Web traffic generally tends to generate traffic bursts at certain times [5]. Although the experiments of this paper are based on actual traffic logs, the data used in this paper did not include any complicated cases like adding new items or traffic bursts occur with external reasons since the time period of the dataset used in the experiments contains only one-month data. However real web services should challenge with these complicated circumstances.
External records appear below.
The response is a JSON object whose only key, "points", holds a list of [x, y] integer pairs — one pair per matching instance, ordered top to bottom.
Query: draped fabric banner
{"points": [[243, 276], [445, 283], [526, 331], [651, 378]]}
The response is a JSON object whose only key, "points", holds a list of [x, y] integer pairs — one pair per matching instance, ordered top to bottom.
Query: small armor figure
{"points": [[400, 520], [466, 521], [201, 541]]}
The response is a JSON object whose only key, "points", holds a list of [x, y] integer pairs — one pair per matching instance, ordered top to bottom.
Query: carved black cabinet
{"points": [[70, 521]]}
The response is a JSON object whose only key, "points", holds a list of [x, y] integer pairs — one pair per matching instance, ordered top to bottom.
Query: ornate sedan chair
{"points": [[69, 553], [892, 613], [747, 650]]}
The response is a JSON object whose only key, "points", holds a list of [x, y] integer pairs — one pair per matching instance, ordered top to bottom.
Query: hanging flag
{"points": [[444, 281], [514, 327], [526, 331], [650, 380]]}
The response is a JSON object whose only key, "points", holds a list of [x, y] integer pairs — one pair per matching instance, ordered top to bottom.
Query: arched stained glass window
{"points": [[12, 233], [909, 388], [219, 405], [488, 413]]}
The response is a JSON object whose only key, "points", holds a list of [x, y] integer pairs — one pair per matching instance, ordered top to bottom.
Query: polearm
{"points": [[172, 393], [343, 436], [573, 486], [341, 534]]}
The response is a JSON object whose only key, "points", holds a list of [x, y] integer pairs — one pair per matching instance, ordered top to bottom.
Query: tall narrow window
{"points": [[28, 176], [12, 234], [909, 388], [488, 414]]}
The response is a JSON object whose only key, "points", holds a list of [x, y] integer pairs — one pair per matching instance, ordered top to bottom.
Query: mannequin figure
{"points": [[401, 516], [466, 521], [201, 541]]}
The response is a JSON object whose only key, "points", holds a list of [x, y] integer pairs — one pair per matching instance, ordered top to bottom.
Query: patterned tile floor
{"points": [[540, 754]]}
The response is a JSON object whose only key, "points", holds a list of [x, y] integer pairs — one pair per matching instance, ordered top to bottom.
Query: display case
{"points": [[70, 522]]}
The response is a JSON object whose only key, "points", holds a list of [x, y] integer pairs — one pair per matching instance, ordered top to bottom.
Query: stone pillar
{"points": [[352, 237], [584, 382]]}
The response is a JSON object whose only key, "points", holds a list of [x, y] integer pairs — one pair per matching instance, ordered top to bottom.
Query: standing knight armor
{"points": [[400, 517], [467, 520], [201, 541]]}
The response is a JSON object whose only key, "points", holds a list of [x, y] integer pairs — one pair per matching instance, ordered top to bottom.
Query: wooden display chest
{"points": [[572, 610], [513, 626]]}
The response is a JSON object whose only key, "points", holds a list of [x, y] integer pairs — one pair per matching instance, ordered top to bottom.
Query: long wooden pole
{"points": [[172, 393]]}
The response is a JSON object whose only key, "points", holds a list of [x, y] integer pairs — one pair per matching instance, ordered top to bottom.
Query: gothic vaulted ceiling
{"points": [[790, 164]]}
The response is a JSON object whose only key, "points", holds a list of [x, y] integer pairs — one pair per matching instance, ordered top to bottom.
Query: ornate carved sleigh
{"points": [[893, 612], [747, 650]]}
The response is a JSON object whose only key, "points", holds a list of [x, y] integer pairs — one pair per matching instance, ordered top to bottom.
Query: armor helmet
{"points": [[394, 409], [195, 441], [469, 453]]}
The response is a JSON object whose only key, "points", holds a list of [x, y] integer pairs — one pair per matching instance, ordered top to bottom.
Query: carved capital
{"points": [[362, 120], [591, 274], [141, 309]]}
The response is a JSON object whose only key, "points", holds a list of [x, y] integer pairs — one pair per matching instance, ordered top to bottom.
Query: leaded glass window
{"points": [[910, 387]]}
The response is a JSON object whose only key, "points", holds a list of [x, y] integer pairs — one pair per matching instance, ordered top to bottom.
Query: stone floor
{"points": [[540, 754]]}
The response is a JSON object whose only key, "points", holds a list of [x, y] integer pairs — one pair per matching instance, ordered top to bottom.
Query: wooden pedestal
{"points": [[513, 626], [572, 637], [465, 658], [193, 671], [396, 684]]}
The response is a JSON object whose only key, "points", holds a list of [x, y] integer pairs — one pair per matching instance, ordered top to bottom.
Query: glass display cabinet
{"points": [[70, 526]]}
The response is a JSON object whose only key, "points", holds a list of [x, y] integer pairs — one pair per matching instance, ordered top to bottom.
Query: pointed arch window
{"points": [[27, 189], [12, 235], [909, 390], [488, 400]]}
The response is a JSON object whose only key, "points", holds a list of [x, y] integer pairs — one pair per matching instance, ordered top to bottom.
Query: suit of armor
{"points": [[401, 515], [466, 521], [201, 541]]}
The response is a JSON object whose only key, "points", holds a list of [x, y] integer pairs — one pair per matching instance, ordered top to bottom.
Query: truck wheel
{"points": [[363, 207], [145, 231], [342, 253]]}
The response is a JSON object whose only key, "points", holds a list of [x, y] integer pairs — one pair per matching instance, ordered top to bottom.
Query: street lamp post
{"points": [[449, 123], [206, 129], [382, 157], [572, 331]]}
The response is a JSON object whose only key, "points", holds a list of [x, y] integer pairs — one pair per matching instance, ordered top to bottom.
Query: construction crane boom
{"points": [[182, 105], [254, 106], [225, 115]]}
In order to apply the results of this paper more securely to actual services, it is necessary to study whether the item movement levels and the threshold value of long-tail area can be maintained based on actual traffic data for traffic burst occurrence cases.

Data Availability

Our experiments used publicly available data, i.e., NASA traffic logs.

Conflicts of Interest

The authors declare that they have no conflicts of interest.

Acknowledgments

This work was partially supported by the Civil-Military Technology Cooperation Program (UM17312RD3) and was partially supported by the Human Resources program in Energy Technology (no. 20174010201170) of the Korea Institute of Energy Technology Evaluation and Planning (KETEP) grant funded by the Ministry of Trade, Industry and Energy of the Korea government.